Sur les dispositions accessoires
Il y a lieu d'infirmer les jugements du 15 mars 2019 et du 5 octobre 2021 en ce qu'ils ont condamné les parties à supporter par moitié le partage des dépens de première instance et de confirmer le jugement du 5 octobre 2021 en ce qu'il a alloué à la salariée une indemnité au titre de l'article 700 du code de procédure civile.
La société est condamnée à supporter les dépens de première instance et les dépens d'appel.
L'équité et la situation respective des parties justifient qu'il soit fait application de l'article 700 du code de procédure civile pour les frais exposés par la salariée.
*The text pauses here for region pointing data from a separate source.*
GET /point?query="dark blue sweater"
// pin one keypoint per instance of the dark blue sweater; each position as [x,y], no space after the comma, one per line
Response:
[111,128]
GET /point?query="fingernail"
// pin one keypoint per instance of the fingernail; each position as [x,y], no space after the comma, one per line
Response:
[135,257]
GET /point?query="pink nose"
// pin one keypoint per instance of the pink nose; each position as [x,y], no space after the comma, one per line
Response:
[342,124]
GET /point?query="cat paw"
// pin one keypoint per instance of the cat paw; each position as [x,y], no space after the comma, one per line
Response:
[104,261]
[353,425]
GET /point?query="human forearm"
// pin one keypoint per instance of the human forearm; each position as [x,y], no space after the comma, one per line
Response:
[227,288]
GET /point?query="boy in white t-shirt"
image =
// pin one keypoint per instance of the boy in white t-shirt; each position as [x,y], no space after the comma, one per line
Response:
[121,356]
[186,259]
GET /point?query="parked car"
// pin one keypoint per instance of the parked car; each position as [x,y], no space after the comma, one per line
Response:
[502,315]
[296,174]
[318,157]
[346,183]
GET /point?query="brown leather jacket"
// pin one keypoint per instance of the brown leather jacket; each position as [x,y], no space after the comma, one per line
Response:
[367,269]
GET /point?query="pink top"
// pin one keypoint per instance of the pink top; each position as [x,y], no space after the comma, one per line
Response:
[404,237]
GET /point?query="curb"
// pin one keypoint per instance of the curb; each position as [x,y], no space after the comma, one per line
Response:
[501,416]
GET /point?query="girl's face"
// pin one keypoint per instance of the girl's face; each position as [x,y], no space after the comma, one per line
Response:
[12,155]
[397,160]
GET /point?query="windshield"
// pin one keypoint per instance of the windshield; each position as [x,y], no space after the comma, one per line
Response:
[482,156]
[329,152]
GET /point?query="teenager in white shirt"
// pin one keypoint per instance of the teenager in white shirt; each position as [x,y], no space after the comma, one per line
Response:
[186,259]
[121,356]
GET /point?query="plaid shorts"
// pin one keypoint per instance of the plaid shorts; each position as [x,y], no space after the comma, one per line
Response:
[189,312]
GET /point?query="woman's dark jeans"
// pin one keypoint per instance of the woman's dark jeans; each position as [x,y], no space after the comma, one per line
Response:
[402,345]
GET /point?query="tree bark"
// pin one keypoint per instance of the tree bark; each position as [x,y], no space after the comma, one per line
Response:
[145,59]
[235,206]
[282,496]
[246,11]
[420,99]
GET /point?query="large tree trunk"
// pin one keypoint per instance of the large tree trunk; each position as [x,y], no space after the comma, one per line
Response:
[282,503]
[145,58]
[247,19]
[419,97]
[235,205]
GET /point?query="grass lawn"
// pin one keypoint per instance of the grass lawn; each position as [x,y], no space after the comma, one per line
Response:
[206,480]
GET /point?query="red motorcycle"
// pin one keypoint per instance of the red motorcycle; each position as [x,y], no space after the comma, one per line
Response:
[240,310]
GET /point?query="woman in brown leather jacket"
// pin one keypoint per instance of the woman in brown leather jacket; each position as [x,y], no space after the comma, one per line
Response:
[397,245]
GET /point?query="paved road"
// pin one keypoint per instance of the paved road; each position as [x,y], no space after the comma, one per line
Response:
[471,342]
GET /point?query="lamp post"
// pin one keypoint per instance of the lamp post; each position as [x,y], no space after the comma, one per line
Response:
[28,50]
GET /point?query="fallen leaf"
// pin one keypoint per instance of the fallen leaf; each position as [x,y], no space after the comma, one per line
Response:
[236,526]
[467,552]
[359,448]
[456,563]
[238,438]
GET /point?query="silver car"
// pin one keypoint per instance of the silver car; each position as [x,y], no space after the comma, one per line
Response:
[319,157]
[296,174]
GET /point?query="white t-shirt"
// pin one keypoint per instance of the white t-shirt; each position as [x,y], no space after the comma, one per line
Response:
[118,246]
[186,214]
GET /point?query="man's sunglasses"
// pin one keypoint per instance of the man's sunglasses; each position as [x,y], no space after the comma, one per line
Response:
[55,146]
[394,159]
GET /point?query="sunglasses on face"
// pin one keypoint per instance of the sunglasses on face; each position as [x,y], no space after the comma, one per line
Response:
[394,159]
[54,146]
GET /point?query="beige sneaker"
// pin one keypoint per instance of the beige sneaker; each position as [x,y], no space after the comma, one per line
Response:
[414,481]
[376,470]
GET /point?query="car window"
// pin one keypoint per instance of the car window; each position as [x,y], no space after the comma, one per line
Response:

La société sera condamnée à lui verser la somme de 3000 euros et la société sera déboutée de sa demande à ce titre.
PAR CES MOTIFS
statuant par mise à disposition au greffe, par arrêt contradictoire, en dernier ressort après en avoir délibéré conformément à la loi,
Ordonne la jonction des procédures suivies sous les n° RG 19 /05408 et n° RG 21 /15150,
Infirme le jugement déféré du 15 mars 2019 sauf en ce qu'il a :
- débouté Mme [T] de sa prétention à la reconnaissance du statut de cadre et de sa demande de régularisation sous astreinte des cotisations patronales et salariales des cadres pour la période du 5 décembre 2016 au 31 mai 2017,
- débouté Mme [T] de sa demande d'indemnité compensatrice de préavis,
- débouté Mme [T] de sa demande de dommages et intérêts au titre de la délivrance tardive de l'attestation de salaire,
Infirme le jugement déféré du 5 octobre 2021 sauf en ce qu'il a :
- débouté Mme [T] de sa demande d'indemnité compensatrice de préavis,
- débouté Mme [T] de sa demande de dommages et intérêts pour remise tardive de l'attestation de salaire,
- débouté Mme [T] de sa demande de dommages et intérêts pour défaut d'information des motifs s'opposant à son reclassement,
- débouté Mme [T] de sa demande de délivrance des bulletins de salaire d'août et septembre 2017,
- condamné la SAS AMC ETEC à verser à Mme [T] la somme de 700 euros au titre de l'article 700 du code de procédure civile,
Statuant à nouveau sur les chefs infirmés,
Prononce la résiliation judiciaire du contrat de travail aux torts de la SAS AMC ETEC au 10 septembre 2019,
Dit sans objet la demande de Mme [T] tendant à dire sans cause réelle et sérieuse le licenciement notifié le 10 septembre 2019 et les demandes financières au titre d'un licencenciement sans cause réelle et sérieuse ,
Condamne la SAS AMC ETEC à verser à Mme [T] les sommes de :
- 8 250 euros à titre de dommages et intérêts pour licenciement sans cause réelle et sérieuse,
- 1 600 euros au titre du rappel de prime sur résultat et 160 euros au titre des congés payés afférents,
- 2 000 euros à titre de dommages et intérêts pour exécution déloyale du contrat de travail,
- 500 euros à titre de dommages et intérêts pour remise tardive des attestations de salaire,
Dit que les sommes allouées sont exprimées en brut,
Ordonne à la SAS AMC ETEC de délivrer à Mme [T] les bulletins de salaire des mois d'août 2018 à août 2019 dans un délai de deux mois à compter de la signification de l'arrêt,
Rejette la demande d'astreinte,
Y ajoutant,
Ordonne à la SAS AMC ETEC de remettre à Mme [T] les documents de fin de contrat rectifiés conformes au présent arrêt dans un délai de deux mois à compter de signification,
Rappelle que la créance salariale est productive d'intérêts au taux légal à compter du jour de la présentation à l'employeur de la lettre le convoquant devant le bureau de conciliation et les créances indemnitaires à compter du présent arrêt,
Ordonne la capitalisation des intérêts dans les conditions de l'article 1343-2 du code civil,
Ordonne d'office le remboursement par la SAS AMC ETEC aux organismes intéressés des indemnités de chômage versées à Mme [T] licenciée du jour de son licenciement au jour du jugement prononcé, dans la limite de deux mois d'indemnisation,
Condamne la SAS AMC ETEC à verser à Mme [T] la somme de 3 000 euros au titre de l'article 700 du code de procédure civile,
Condamne la SAS AMC ETEC à supporter les dépens de première instance et d'appel.